Selon lui, l’une des villes ouvrières les plus importantes est la ville d’Al-Lahoun du Moyen Empire, situé dans le gouvernorat du Fayoum. « Cette ville est la plus ancienne des colonies égyptiennes consacrées aux ouvriers », souligne El-Husseiny. Et d’ajouter que l’une des villes ouvrières les plus importantes aussi est Tell Al-Amarna, construite par le roi Akhenaton à la XVIIIe dynastie et qui est située à 45 km au sud de Béni-Hassan au gouvernorat de Minya. « Grâce à la préservation des maisons de cette ville, une carte détaillée des vastes palais où vivaient les nobles de la société a pu être dressée, ainsi que des logements des ouvriers de la nécropole et des fonctionnaires. La maison du sculpteur officiel d’Akhenaton, Thoutmès, nous a fourni un ensemble célèbre d’oeuvres d’art complètes, ainsi que d’autres qui étaient encore à l’étape de la planification préliminaire », se félicite El-Husseiny.


Une stèle représentant des activités diverses.

Mansour El-Noubi, ancien doyen de la faculté d’archéologie à l’Université de la Vallée du Sud, assure que la ville ouvrière de Deir Al-Médina à Louqsor reste l’une des plus importantes villes ouvrières de l’Egypte Ancienne, puisqu’elle a fourni de nombreuses et abondantes informations sur les méthodes de travail, leur organisation, les équipes qui y travaillaient, leur mode de vie, les maladies qui les affectaient et les causes de décès pendant le travail. Deir Al-Médina fait partie de la nécropole de Thèbes au nord de la Vallée des rois, sur la rive ouest du Nil. Elle était le quartier général des familles d’artisans libres pendant la période du Nouvel Empire (1570-1070 av. J.-C.), où certains creusaient et construisaient des tombes pour les pharaons dans la Vallée des rois, tandis que d’autres travaillaient dans la sculpture, la fabrication de meubles et d’ustensiles pour préparer la tombe de chaque pharaon selon ses désirs avant sa mort. Les ouvriers qui construisaient les tombes étaient des spécialistes et des artistes talentueux, creusant et décorant les murs de la nécropole, pour en faire un « palais » où le pharaon pouvait revenir lors de certaines occasions après sa mort. « Les Anciens Egyptiens croyaient que le pharaon vivait au paradis parmi les dieux, mais il revient visiter la terre et ses habitants après sa mort, pour les aider. C’est pourquoi chaque travailleur dans les bâtiments du pharaon travaillait avec dévouement et sans relâche, car le pharaon allait prendre soin de lui du ciel », explique El-Noubi.

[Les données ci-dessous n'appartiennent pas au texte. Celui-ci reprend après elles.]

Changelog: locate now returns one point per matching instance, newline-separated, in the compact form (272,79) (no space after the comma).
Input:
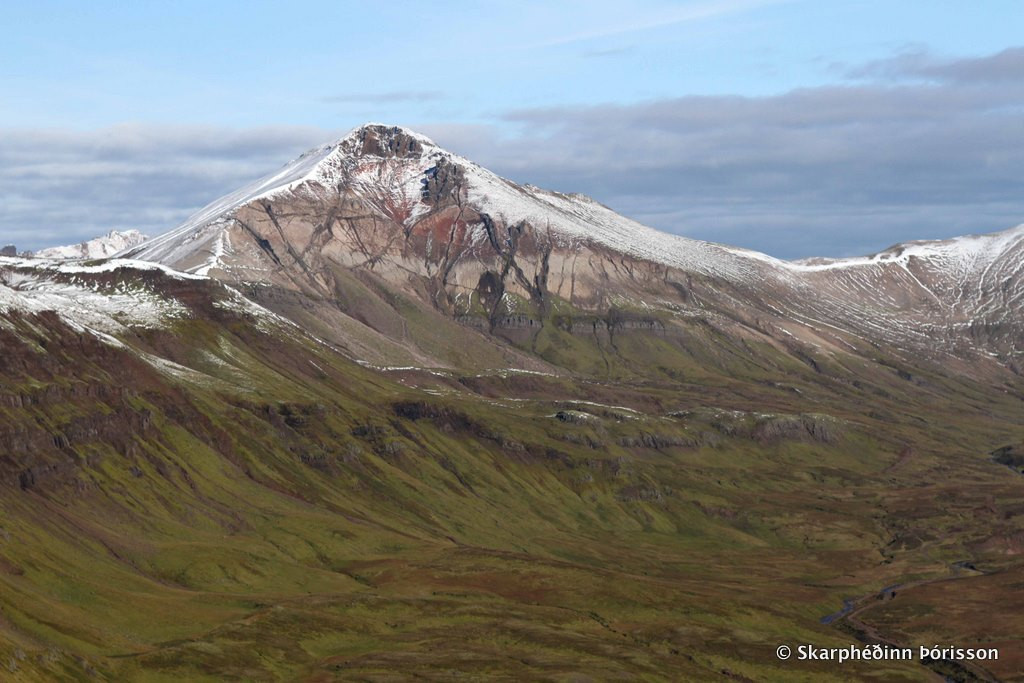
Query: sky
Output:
(794,127)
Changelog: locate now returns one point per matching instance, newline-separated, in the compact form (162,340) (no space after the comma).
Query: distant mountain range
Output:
(101,247)
(385,412)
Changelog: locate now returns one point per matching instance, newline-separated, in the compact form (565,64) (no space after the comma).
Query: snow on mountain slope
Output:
(393,183)
(82,300)
(101,247)
(391,199)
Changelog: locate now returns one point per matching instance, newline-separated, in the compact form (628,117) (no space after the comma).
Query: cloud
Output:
(60,186)
(610,51)
(1005,67)
(835,170)
(385,97)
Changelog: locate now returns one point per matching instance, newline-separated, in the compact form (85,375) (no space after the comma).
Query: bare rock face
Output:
(388,206)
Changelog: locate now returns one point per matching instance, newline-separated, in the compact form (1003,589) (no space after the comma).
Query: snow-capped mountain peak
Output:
(101,247)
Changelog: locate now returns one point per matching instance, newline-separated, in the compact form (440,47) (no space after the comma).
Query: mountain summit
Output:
(387,205)
(385,411)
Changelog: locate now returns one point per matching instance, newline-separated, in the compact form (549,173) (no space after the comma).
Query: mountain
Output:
(389,202)
(384,414)
(101,247)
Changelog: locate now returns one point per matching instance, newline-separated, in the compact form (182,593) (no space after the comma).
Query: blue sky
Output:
(132,115)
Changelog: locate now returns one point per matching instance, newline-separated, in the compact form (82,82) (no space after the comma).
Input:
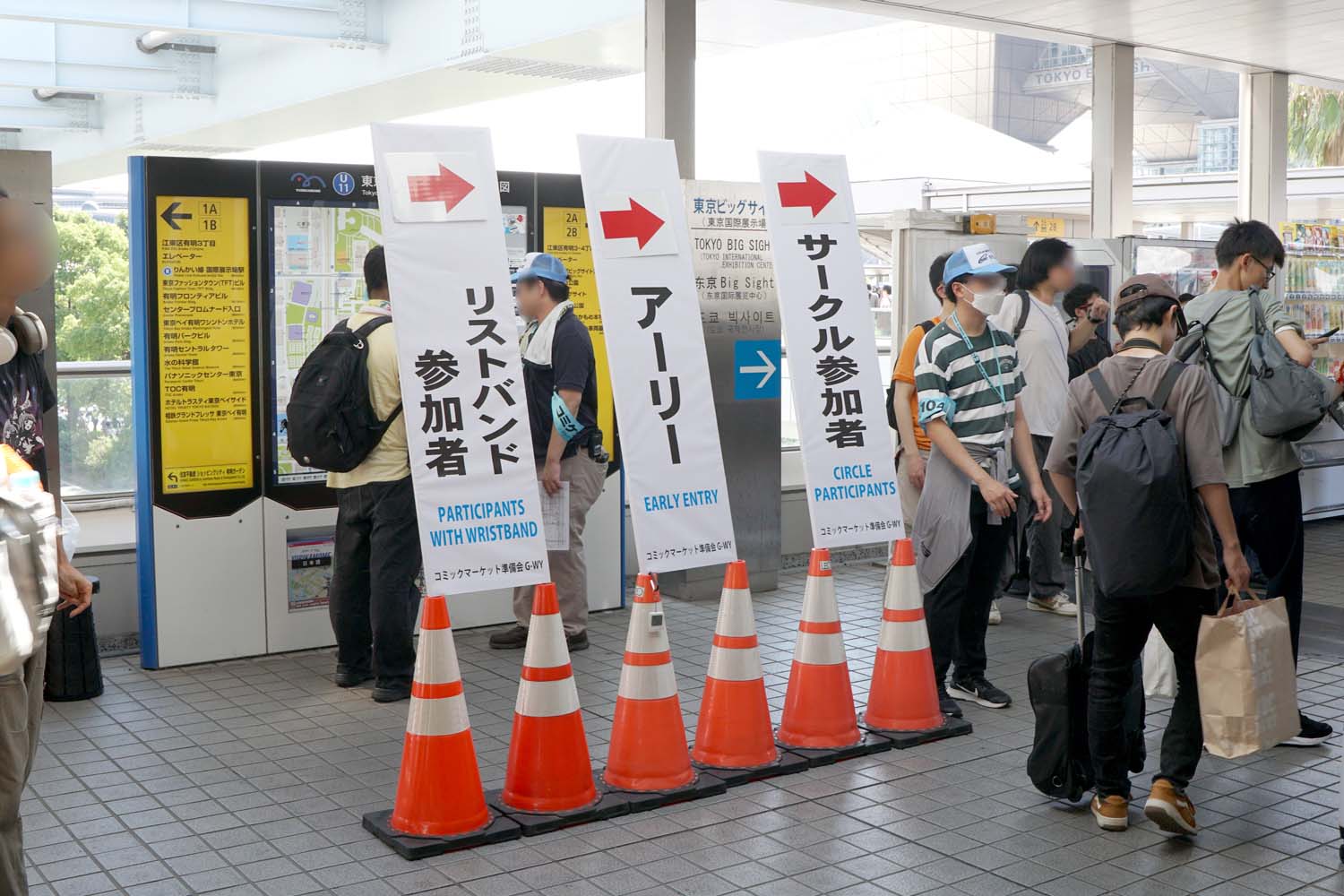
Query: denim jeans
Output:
(1123,626)
(374,599)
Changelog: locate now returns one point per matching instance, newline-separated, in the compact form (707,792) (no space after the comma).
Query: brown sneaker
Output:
(1169,809)
(1112,813)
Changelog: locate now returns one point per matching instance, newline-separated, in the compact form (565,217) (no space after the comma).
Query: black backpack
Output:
(1133,493)
(892,386)
(330,417)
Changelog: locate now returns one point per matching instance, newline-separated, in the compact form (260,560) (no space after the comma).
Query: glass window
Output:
(97,438)
(1314,126)
(1185,118)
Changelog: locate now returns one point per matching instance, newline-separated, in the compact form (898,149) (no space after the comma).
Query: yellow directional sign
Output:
(204,343)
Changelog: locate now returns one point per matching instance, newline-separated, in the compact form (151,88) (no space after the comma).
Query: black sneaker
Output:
(347,677)
(978,691)
(948,705)
(1314,734)
(392,694)
(510,640)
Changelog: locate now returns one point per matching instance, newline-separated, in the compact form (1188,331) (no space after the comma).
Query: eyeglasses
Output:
(1271,271)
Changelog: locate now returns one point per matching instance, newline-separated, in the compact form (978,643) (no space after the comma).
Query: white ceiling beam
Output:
(40,56)
(343,22)
(22,109)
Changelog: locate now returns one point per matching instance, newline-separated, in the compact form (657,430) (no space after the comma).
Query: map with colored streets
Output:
(319,281)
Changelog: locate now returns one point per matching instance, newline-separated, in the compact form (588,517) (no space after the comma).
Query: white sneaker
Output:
(1058,603)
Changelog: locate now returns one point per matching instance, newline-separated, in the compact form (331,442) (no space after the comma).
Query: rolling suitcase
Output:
(1059,763)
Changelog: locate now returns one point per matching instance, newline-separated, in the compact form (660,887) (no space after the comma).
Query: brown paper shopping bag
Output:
(1247,685)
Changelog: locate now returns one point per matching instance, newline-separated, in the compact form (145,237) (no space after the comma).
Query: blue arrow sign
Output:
(755,368)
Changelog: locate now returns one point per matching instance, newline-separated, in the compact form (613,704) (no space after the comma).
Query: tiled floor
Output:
(250,778)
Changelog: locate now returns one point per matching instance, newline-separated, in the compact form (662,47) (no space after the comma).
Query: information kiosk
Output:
(238,271)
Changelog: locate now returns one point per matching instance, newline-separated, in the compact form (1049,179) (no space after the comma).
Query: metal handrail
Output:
(91,368)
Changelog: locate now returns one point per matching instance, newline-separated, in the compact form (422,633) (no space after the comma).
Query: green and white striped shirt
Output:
(945,368)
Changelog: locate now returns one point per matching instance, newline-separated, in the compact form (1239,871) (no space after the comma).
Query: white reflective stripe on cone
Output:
(902,590)
(640,637)
(734,664)
(547,697)
(736,618)
(902,637)
(648,683)
(438,716)
(819,649)
(546,646)
(437,657)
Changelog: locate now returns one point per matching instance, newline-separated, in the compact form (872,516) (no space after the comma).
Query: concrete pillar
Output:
(1262,148)
(669,77)
(1113,140)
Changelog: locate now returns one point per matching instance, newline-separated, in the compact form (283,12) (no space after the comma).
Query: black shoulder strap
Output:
(1168,383)
(1104,392)
(1023,314)
(1257,312)
(1218,309)
(371,325)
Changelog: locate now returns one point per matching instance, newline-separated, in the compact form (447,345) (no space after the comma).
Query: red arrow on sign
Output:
(445,187)
(637,222)
(808,193)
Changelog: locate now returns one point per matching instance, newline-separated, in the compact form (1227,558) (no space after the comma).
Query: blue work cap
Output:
(976,260)
(542,265)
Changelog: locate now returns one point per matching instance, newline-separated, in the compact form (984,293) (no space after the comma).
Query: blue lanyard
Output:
(975,357)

Peinture représentant un menuisier de l’Egypte Ancienne.

La zone de Deir Al-Médina a révélé les vestiges de maisons de la classe de travailleurs qui témoignent que le premier noyau de Deir Al-Médina a été construit sous le règne de Thoutmosis Ier, dont le nom a été retrouvé sur des moules en briques utilisés pour construire le mur entourant la ville. Le roi Amenhotep Ier a été le premier à envisager la formation d’une classe spéciale de travailleurs, de sculpteurs et d’artistes, ce qui lui a valu une vénération après sa mort.

Le professeur d’archéologie a ajouté que la ville de Deir Al-Médina était composée d’environ 70 maisons, abritant 400 familles et 5 000 individus, comprenant des familles entières d’hommes, de femmes et d’enfants. La communauté des travailleurs comprenait également les épouses et les enfants des travailleurs. « C’est à Deir Al-Médina, toujours à l’époque du Nouvel Empire, que la première organisation syndicale de l’Histoire a été créée dans la ville des ouvriers de Louqsor », indique Mansour El-Noubi.

La main-d’oeuvre et les ouvriers dans l’Egypte Ancienne étaient la pierre angulaire de l’une des plus grandes civilisations que l’humanité ait jamais connues.